# Stupid P0100 Code - Replace MAF 2xs



## traffic_tom (Apr 7, 2008)

So my car(2000 Nissan Sentra SR20DE) stalls and sputters. The SES light came on and I had Pepboys pull the code.
*
P0100 
Mass or Volume Air Flow Circuit Malfunction *

So I replace the MAF with one off Ebay for $100.

A week later same thing happened. So I took it to a shop.....they replaced the MAF again with a whole brand new Python unit which cost like $350. 

Guess what same junk a week later. So after 2 MAF's its obviously not the problem yet the code is still P0100.

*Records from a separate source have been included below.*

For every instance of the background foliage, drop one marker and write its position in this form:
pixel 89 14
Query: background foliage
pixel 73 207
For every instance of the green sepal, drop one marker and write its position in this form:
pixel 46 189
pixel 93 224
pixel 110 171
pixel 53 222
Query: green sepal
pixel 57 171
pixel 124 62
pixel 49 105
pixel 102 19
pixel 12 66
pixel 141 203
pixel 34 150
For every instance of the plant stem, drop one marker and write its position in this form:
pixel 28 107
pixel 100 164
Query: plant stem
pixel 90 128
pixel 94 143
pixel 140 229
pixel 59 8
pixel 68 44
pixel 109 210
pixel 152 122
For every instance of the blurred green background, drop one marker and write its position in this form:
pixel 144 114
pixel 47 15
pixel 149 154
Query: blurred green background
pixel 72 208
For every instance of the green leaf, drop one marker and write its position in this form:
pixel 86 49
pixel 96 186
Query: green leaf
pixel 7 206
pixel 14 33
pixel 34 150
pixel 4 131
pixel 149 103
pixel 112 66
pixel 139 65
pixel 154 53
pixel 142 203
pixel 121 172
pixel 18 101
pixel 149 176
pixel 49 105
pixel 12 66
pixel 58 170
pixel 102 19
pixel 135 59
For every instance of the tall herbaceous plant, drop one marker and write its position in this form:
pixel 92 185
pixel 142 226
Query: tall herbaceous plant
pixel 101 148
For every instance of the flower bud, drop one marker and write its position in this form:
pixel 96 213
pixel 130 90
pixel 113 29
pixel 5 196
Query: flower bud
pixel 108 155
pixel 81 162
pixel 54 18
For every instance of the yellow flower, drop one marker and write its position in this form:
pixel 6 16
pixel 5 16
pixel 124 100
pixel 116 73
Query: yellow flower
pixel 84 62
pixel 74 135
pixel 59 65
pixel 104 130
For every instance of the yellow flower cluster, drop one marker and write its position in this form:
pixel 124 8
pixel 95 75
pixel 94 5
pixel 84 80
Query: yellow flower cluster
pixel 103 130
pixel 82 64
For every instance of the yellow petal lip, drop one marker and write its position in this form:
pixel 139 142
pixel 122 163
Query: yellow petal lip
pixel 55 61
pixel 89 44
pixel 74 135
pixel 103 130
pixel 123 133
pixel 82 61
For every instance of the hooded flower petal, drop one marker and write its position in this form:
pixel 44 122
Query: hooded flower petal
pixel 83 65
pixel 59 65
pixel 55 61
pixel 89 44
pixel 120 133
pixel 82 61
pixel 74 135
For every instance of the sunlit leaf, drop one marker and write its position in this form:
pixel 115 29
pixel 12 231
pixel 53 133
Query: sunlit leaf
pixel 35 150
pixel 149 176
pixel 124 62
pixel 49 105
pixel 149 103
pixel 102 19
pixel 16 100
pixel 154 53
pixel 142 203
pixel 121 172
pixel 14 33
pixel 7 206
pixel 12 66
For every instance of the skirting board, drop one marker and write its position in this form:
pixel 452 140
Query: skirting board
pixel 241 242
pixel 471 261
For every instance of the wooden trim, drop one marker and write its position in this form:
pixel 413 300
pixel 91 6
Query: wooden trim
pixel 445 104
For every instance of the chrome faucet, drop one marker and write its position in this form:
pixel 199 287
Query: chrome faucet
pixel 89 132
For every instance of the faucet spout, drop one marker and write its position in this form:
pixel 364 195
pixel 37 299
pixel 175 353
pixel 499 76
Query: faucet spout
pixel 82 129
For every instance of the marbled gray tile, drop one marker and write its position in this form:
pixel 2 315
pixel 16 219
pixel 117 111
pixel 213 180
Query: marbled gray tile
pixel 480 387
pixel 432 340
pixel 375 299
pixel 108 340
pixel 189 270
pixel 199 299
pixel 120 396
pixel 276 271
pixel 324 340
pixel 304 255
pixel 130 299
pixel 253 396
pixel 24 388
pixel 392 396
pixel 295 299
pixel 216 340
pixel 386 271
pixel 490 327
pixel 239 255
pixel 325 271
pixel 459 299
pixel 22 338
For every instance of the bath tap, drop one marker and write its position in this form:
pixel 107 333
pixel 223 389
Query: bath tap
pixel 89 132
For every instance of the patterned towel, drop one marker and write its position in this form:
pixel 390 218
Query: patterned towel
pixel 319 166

Any guess on what the problem is? Also what should I do?


----------



## tyggr (Jun 29, 2012)

Yea, I am having the same problem and I did exactly the same thing also. this is about to be my third MAF sensor also...So please help traffic tom out so you can help me out also....


----------



## Recian (Sep 30, 2008)

double check the wiring at the connector. Sometimes they'll crack with age right at the connector and you wont see it til you tug the wires. Also i had a 95 sentra GXE that i went through 3 auto zone MAFs before i fixed it. I recommend going OEM if it's a possibility, if not get one with a warranty and keep exchanging them til it's right. The auto store guys kept asking me "you sure you have a bad MAF" and after the 3rd they never saw me again lol. Sometimes ECMs will fail and throw "bobo codes" codes that arent really there but the ecm thinks theyre bad. Generaly these bobo codes wont cause problems tho so since you have a problem i think it's not fixed yet. Only thing that can cause that is wiring to the MAF or MAF itself unless the input circuits in the ECM fail which is very rare.


----------